Nach 25 Jahren, das ist nicht nur ein Grund zum Feiern wegen des Jubiläums, ist es auch ein Grund, genau daraufzuschauen, ob sich in den letzten 25 Jahren nicht die Lebenslagen vieler Familien so verändert haben, dass dieses Programm auch an die heutige Zeit angepasst werden muss. Davon bin ich fest überzeugt. Es gibt durchaus zaghafte Ansätze im Sozialressort, das wirklich einmal komplett zu evaluieren und sich einmal richtig mit Schmackes dort heranzusetzen und zu sagen: Beim Bremer Familienhebammenmodell 2006 müssen wir ein wenig nachtunen, da müssen wir vielleicht neue Sachen mit hineinnehmen, da brauchen wir vielleicht andere Sachen auch nicht mehr, so dass man sich ernsthaft mit dem Bremer Familienhebammenmodell auseinandersetzt mit dem Ziel, es konzeptionell und natürlich auch personell zukunftsfähig zu machen. Das wäre eigentlich zu diesem Zeitpunkt angeraten, ganz losgelöst von der Debatte um das Pfeifersche Programm; es ist einfach eine Zustandsbeschreibung.
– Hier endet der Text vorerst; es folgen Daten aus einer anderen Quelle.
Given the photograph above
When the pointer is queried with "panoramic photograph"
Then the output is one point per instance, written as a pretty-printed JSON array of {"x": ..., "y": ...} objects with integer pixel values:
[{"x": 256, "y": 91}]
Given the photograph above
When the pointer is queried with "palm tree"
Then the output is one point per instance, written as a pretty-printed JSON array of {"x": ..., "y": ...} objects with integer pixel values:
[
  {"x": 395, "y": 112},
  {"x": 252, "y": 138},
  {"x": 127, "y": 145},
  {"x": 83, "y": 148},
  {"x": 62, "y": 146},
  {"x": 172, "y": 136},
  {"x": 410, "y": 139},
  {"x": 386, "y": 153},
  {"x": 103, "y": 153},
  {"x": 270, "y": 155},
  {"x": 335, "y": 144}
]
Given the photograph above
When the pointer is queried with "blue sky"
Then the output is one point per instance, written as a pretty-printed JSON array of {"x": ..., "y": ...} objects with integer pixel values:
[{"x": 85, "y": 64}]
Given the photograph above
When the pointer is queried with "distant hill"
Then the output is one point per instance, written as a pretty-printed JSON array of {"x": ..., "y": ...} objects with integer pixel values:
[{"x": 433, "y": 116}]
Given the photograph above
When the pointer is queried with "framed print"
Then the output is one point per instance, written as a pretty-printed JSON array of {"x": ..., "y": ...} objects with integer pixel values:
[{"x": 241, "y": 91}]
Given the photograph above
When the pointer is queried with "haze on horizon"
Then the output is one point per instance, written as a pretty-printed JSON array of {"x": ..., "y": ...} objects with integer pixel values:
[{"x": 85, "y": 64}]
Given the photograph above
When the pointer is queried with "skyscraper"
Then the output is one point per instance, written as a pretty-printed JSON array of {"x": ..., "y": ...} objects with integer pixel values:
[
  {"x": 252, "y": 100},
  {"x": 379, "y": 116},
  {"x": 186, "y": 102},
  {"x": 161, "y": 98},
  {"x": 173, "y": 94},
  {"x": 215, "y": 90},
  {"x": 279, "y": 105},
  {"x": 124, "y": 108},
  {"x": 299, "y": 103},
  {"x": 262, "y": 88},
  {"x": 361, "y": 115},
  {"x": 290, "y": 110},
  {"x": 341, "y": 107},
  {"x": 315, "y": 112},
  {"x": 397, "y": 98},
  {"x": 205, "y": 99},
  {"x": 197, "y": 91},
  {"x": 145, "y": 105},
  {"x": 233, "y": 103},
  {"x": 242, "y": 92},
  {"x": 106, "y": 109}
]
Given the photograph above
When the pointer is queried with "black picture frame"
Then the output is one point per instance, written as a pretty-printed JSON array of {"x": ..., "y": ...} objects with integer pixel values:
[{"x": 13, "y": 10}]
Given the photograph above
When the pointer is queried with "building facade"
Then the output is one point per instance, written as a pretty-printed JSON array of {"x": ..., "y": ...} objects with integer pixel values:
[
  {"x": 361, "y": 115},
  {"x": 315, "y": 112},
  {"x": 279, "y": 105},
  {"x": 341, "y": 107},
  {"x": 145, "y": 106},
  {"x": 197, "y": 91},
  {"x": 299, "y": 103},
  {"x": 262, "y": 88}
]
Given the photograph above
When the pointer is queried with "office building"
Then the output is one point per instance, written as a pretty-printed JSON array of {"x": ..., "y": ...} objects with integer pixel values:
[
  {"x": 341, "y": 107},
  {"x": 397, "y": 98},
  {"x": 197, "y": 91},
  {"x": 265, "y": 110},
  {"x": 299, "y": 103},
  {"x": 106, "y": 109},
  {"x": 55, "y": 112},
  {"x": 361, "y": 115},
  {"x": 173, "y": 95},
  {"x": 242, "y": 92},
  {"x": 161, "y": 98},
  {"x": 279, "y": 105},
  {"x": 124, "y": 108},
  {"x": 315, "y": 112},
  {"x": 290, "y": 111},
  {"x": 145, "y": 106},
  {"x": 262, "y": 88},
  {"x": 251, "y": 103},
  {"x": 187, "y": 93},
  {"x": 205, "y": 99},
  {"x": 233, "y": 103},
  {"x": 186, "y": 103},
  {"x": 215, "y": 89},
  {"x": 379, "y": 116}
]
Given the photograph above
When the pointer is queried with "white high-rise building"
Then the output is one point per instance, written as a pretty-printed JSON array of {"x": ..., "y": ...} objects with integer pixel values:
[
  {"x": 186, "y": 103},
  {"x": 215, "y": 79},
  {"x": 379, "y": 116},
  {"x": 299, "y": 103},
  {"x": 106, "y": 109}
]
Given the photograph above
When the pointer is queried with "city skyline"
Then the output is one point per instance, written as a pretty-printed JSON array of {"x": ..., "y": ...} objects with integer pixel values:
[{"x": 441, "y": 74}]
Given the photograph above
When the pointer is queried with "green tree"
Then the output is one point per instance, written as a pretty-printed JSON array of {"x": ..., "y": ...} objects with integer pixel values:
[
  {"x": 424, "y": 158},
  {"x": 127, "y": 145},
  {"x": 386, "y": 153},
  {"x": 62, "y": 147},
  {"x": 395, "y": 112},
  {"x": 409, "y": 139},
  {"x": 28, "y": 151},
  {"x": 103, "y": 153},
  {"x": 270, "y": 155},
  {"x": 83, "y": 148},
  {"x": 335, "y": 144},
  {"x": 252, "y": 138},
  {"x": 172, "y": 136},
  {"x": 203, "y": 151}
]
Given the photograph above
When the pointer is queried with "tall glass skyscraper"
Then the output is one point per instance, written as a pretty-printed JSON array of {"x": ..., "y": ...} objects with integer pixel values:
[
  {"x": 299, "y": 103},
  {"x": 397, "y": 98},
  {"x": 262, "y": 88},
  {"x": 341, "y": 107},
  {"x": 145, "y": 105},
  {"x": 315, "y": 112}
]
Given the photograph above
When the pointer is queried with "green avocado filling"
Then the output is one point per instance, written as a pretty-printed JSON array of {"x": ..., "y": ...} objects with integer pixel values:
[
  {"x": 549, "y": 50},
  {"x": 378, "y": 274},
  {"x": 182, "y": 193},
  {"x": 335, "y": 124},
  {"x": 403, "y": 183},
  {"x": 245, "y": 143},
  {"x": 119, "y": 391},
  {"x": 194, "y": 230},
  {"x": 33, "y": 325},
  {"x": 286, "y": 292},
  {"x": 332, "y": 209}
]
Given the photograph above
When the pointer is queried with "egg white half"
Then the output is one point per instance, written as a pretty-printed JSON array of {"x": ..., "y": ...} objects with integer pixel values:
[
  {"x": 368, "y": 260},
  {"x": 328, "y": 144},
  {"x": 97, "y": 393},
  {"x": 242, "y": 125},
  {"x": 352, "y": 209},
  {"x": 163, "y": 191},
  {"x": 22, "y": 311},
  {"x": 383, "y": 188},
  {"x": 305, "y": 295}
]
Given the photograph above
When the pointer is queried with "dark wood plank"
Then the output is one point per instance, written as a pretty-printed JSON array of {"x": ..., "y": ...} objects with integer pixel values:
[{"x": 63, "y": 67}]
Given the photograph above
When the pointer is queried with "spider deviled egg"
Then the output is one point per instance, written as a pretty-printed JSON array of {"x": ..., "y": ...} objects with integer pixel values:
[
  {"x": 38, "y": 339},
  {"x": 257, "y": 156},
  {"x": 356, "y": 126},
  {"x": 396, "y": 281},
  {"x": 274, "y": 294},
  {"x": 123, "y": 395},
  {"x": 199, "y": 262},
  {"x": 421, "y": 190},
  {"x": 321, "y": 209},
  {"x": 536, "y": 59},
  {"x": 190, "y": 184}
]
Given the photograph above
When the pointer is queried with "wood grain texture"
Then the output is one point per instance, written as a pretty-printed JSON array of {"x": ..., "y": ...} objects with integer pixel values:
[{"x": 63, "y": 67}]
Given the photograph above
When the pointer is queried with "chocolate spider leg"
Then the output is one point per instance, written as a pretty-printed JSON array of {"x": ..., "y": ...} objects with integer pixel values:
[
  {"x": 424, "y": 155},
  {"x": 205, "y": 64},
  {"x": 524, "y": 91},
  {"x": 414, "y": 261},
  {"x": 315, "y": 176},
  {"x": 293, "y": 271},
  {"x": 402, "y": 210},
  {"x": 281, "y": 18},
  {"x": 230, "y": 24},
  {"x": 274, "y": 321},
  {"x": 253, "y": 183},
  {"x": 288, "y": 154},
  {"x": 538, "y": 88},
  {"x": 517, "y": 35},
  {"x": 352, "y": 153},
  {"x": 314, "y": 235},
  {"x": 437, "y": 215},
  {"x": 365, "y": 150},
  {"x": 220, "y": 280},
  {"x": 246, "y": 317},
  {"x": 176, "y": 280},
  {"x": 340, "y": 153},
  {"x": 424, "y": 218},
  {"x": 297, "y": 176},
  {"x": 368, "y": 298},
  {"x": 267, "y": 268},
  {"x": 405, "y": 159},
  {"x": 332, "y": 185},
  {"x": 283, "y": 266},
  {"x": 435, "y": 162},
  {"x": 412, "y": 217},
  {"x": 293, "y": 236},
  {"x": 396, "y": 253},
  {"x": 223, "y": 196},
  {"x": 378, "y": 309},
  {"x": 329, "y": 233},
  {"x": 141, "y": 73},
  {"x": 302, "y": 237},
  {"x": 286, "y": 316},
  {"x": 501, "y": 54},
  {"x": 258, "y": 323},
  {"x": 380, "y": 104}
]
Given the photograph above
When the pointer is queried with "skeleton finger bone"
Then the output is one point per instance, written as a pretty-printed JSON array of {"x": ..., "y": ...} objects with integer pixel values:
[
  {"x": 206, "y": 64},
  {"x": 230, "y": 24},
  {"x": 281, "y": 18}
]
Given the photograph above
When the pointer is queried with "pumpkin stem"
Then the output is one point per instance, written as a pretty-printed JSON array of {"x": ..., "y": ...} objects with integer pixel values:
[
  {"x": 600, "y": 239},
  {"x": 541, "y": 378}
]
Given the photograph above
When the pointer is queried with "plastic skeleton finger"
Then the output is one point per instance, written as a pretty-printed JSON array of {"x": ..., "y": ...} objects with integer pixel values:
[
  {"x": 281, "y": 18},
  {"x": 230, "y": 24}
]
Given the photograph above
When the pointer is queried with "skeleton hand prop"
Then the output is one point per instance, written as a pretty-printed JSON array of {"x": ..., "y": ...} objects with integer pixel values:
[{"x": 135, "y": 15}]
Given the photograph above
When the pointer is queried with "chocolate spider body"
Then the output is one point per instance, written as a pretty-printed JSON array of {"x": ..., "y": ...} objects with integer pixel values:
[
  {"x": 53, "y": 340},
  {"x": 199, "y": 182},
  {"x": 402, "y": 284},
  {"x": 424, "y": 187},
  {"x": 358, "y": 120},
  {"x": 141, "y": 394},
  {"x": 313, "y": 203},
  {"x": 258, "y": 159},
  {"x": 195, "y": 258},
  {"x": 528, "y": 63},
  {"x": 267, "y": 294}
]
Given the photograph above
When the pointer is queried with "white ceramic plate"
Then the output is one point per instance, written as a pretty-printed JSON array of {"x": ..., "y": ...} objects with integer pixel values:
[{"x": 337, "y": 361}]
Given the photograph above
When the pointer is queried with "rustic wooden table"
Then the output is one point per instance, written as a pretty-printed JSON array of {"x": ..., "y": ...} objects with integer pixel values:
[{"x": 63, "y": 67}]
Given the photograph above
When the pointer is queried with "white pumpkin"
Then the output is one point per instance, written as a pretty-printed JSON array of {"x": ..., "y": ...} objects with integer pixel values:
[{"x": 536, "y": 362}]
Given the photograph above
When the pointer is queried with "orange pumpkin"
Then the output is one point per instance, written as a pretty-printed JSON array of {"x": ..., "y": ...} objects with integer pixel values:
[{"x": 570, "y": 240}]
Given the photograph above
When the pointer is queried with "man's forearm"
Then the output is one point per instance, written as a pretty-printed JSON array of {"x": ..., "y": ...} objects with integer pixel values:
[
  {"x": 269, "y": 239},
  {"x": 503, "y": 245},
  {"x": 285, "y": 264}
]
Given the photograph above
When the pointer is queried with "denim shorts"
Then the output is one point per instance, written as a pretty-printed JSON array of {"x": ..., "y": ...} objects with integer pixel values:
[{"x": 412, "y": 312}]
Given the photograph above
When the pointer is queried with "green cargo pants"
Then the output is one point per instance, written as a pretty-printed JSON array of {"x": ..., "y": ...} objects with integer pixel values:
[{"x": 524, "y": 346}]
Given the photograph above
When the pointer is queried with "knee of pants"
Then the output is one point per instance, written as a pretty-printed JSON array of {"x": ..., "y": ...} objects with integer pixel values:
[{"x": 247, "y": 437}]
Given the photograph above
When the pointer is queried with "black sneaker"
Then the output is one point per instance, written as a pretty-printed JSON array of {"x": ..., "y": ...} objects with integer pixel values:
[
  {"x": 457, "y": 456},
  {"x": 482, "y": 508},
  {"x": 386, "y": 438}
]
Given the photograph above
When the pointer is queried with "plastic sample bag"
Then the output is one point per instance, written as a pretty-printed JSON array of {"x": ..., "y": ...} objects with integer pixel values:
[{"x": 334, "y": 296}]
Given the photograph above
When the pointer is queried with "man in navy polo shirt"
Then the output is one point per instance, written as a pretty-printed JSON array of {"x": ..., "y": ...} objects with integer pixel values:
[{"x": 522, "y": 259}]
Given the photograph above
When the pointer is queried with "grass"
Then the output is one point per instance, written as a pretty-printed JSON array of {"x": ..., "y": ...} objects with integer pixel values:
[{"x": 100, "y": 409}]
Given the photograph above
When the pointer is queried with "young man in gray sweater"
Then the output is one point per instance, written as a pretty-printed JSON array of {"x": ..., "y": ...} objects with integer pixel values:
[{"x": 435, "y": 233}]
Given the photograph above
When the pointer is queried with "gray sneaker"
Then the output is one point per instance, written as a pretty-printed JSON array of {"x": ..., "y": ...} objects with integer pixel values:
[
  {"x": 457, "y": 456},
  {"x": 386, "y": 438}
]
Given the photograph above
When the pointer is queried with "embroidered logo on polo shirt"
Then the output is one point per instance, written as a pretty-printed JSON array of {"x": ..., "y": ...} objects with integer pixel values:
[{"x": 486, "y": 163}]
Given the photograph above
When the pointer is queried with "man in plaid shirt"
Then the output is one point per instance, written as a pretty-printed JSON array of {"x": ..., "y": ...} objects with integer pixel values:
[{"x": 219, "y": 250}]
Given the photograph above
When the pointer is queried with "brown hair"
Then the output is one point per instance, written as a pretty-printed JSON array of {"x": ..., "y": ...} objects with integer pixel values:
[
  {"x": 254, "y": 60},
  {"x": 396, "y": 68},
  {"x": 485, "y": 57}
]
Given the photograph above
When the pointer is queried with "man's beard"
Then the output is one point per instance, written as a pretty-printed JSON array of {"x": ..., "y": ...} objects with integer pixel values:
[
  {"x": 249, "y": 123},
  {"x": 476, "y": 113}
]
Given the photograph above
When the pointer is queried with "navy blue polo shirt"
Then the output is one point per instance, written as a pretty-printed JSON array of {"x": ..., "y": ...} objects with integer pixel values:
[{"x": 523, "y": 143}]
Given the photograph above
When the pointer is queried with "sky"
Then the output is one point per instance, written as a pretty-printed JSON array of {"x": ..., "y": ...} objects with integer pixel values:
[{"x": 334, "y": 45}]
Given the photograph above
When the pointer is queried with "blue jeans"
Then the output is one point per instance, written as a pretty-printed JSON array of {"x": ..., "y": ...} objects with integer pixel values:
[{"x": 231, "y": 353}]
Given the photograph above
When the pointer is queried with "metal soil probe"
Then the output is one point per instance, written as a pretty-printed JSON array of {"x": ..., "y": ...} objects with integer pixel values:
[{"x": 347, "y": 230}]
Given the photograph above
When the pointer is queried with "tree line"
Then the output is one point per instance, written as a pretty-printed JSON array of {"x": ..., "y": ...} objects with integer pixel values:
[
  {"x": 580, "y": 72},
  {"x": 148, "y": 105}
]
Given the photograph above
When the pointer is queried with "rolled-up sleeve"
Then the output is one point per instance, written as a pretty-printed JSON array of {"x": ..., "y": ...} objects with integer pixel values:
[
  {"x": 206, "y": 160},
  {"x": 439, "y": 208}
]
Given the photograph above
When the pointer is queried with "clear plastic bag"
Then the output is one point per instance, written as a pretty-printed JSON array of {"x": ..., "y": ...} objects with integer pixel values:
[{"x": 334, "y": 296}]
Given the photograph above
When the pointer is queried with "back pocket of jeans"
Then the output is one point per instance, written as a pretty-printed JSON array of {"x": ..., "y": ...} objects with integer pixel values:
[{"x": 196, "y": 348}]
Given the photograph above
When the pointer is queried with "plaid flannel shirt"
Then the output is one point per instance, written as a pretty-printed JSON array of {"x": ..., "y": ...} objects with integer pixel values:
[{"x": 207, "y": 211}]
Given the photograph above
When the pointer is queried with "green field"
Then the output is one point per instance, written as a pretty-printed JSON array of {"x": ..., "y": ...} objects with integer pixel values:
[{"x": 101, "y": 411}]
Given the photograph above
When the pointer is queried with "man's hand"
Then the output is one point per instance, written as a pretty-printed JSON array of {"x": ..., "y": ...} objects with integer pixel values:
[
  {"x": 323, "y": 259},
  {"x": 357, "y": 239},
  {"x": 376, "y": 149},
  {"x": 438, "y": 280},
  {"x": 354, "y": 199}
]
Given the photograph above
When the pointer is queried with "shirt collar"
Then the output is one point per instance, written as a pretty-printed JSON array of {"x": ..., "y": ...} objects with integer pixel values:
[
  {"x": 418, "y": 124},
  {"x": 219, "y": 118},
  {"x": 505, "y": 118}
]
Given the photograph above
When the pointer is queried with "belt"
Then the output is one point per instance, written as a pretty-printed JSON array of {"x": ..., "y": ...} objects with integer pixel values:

Jetzt kommt aber genau zu diesem Zeitpunkt – wo wir im Übrigen, ich habe das gerade angesprochen mit dem Personal, noch 5,5 Vollzeitstellen in Bremen und 3,5 Vollzeitstellen in Bremerhaven haben, wo jedes Jahr nur ungefähr 170 bis maximal knapp 200 neue Fälle von den Stadtbremer Familienhebammen aufgenommen werden können, wo wir also auch sagen, dort sind bestimmt die Bedarfe auch noch größer als das Angebot – dieses Bundesmodell, und ich glaube, es ist doch relativ klar, das können wir uns doch auch alle vorstellen, was passieren wird: Es gibt also ein Bundesprogramm, das mit viel Bundesgeld hierher kommt, das von jetzt auf gleich auf die Schiene gesetzt, mit einem relativ hohen Personalstandard laufen und wissenschaftlich auch komplett evaluiert

wird. Auf der anderen Seite haben wir das Bremer Familienhebammenmodell, das eben nicht evaluiert ist, in den letzten Jahren personell immer weiter abgeflacht ist, wo es immer weniger Mitarbeiter gibt. Was wird denn passieren? Man kann, glaube ich, in Bremen, in dieser kleinen Kommune, wenn überhaupt in irgendeiner Kommune, nicht 2 Modelle, die im Grunde das gleiche Ziel haben, aber es auf völlig unterschiedliche Weise verfolgen, parallel durchführen und nach Möglichkeit auch noch beide weiterentwickeln. Ich glaube, das funktioniert nicht. Da muss man sich entscheiden. Man kann nicht immer sagen: Das machen wir beides, Hauptsache, es wird von jemand anderem bezahlt, sondern es geht dann auch einmal darum, sich zu entscheiden.